Soy hijo de dos niños consentidos. No sé si eso sea bueno o sea malo. Lo que sí sé es que esa circunstancia determinó mi infancia y, con ella, mi vida toda.
Soy hijo de un niño y una niña a quienes se les consintió casi todo. Un niño y una niña que nacieron en familias pudientes y sin premuras económicas. Un niño y una niña que crecieron protegidos por el amor y los cuidados de sus padres, según se entendían el amor y los cuidados paternos y maternos en los años veinte del siglo pasado. Que esos dos hijos consentidos se encontraran en 1940 –a sus respectivos diecinueve y dieciocho eneros–, se enamoraran y se casaran cuatro años más tarde fue una determinación del caprichoso destino que moldea nuestras existencias. Fruto de ese encuentro y de ese matrimonio fuimos mis cuatro hermanos y yo, los cinco hijos de aquellos dos niños consentidos. Así apareció, en 1944, en el pueblo de Tlalpan, al sur profundo del Distrito Federal, capital de la república mexicana, la familia García Michel.

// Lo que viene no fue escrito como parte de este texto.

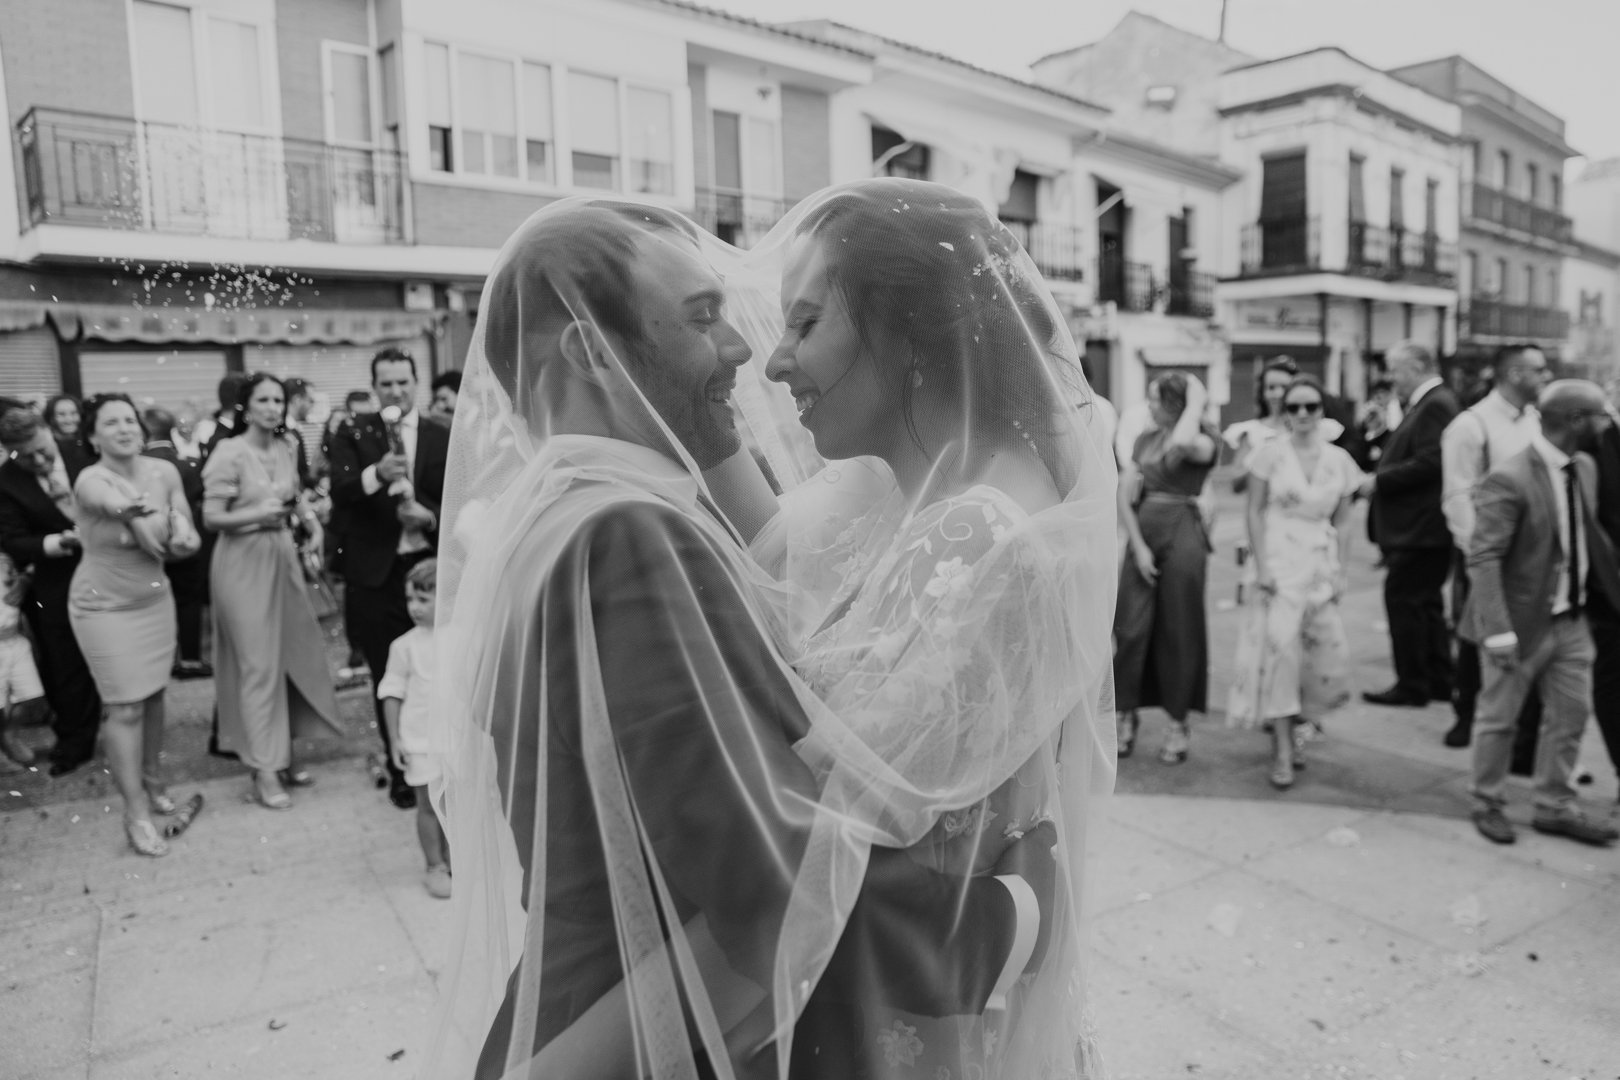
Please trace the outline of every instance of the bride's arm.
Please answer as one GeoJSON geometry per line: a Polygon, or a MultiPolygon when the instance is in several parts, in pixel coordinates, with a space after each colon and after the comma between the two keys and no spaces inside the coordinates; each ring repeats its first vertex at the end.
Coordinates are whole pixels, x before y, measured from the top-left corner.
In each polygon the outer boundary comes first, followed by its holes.
{"type": "Polygon", "coordinates": [[[703,474],[720,512],[741,534],[743,543],[758,535],[776,516],[776,492],[745,446],[703,474]]]}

Mi padre se llamaba Juan Rubén García Ayala. Mi madre se llama María Rebeca Michel Ruelas. Juan nació en Mixcoac, DF, el 2 de enero de 1921. Rebeca vino al mundo un año y una semana después, en Autlán de la Grana, Jalisco, el 10 de enero de 1922. Los dos eran habitantes de Tlalpan desde finales de los años treinta. Juan vivía con sus padres, mis abuelos Emiliano y Guadalupe, en la “Quinta Guadalupe”, en la esquina de las calles Coapa y Tesoreros, hoy colonia Toriello Guerra. Rebeca lo hacía en la “Quinta María”, sobre la calle Madero, a cuadra y media del Zócalo de Tlalpan, como se le decía al parque central del entonces todavía pueblo. Se casaron el 5 de octubre de 1944, en la iglesia de San Agustín de las Cuevas, en pleno centro del poblado. Así empezó todo.